= A Feast in the Time of Plague (Woolf opera) =

A Feast in the Time of Plague is a 2020 opera by Alex Woolf to a libretto by David Pountney, loosely based on the "little tragedy" of the same name by Alexander Pushkin.

==Background==
The opera was commissioned by Grange Park Opera during the COVID-19 pandemic. Pountney described how he came to write the libretto whilst in lockdown in WalesI responded to Pushkin’s little fragment by creating 12 – because of the Last Supper – very varied characters who arrive voluntarily and most of whom depart involuntarily – i.e. they die. In between they capture the defiance and solidarity that we have all experienced during these strange times. The virus exposes truths about all of us in surprising ways. A Feast in the Time of Plague captures this – as well as the essential lesson that we must carry on laughing.

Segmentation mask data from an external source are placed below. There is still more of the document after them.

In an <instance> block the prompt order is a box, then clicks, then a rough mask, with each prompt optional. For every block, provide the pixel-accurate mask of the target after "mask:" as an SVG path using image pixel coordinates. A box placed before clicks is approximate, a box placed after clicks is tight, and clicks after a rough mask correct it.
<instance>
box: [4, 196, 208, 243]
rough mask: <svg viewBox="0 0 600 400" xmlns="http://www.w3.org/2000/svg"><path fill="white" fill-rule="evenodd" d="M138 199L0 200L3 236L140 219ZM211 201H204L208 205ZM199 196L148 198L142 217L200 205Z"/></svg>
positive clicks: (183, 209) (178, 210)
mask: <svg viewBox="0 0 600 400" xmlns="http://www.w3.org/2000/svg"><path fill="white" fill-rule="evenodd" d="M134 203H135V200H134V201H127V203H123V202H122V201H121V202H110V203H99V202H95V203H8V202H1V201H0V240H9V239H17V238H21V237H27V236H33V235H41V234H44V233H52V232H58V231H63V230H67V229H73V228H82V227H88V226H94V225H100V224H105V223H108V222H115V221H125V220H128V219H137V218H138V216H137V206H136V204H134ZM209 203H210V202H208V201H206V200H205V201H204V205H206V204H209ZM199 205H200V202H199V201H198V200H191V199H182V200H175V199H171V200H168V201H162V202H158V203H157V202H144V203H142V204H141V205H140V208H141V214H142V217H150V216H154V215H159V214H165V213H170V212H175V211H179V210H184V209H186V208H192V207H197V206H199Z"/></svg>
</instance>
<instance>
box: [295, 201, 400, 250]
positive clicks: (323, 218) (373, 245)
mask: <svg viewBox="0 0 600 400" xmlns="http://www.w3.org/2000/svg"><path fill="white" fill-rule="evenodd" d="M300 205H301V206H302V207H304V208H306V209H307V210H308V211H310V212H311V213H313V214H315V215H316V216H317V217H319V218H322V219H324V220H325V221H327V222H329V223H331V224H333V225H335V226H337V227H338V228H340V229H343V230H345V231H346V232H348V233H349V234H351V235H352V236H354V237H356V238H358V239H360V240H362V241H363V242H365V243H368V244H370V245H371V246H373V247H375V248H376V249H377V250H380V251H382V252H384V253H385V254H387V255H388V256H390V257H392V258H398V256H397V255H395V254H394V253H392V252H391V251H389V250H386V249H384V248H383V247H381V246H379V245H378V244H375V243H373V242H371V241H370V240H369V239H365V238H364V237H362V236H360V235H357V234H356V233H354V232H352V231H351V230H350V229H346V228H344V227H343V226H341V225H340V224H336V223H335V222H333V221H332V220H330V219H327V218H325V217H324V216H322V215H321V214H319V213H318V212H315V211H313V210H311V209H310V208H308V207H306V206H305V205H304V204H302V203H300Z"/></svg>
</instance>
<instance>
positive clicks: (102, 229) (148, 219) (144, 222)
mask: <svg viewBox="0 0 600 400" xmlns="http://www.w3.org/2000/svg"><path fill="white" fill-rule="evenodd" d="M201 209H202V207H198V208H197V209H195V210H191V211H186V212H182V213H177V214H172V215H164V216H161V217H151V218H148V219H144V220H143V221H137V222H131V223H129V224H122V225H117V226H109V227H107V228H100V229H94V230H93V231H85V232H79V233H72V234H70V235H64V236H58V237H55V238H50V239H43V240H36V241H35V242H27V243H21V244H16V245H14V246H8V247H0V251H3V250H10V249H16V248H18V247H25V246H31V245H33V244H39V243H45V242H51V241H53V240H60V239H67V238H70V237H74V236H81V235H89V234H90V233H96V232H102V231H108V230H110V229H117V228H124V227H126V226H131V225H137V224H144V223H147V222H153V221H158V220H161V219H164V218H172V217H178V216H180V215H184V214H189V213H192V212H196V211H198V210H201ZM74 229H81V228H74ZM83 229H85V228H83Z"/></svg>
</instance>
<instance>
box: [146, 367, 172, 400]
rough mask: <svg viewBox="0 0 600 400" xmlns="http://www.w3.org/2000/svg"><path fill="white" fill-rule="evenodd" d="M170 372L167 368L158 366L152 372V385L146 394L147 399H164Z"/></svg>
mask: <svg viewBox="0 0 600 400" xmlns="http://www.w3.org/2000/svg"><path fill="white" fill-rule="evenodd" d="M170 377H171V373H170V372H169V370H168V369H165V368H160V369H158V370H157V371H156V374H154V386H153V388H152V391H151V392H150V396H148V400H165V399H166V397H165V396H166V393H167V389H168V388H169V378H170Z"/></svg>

The 25-year old Woolf wrote the music in six weeks. The premiere performance took place at Grange Park Opera on 12 September 2020, accompanied by the composer playing piano in the wings.

==Roles==

| Role | Voice type | Premiere cast Grange Park Opera, 12 September 2020 (Conductor: Toby Purser) |
|---|---|---|
| Elena | soprano | Claire Booth |
| Frederic, her butler | tenor | Peter Hoare |
| Joyce, the cook | contralto | Anne-Marie Owens |
| Lidochka, Elena's daughter | soprano | Soraya Mafi |
| Claire, a clairvoyant | soprano | Susan Bullock |
| Antoine, a playboy | baritone | Simon Keenlyside |
| McGuire, grandmother | soprano | Janis Kelly |
| Pius, an informer | tenor | Jeff Lloyd Roberts |
| Karl, a radical bohemian | baritone | Will Dazeley |
| Death/Policeman/Judas | bass | Clive Bayley |
| Adina, newly wed to Pat | soprano | Sarah Minns |
| Pat, newly wed to Adina | baritone | Harry Thatcher |

==Synopsis==
The opera is in two sections, Arrivals and Departures. "Twelve archetypes – from cook to policeman to dewy newlyweds – gather for a last supper, each offering their own thoughts on risk, life and death."

==Reception==
The critic of The Guardian commented that it could benefit from longer-term reconsideration and rewriting, but in the meantime "enjoy it as it is: a coup, achieved in an instant with flair, hard work and brilliant team spirit." Rupert Christiansen, writing in the Daily Telegraph, gave the opera four stars (out of five), describing it as "intriguing [and] fabulously performed." The reviewer for The Stage noted that "[e]veryone gets his or her turn, and if some of the individual numbers go on too long – the parody pastiches would make greater impact if shorter – there’s certainly a huge amount of talent on stage."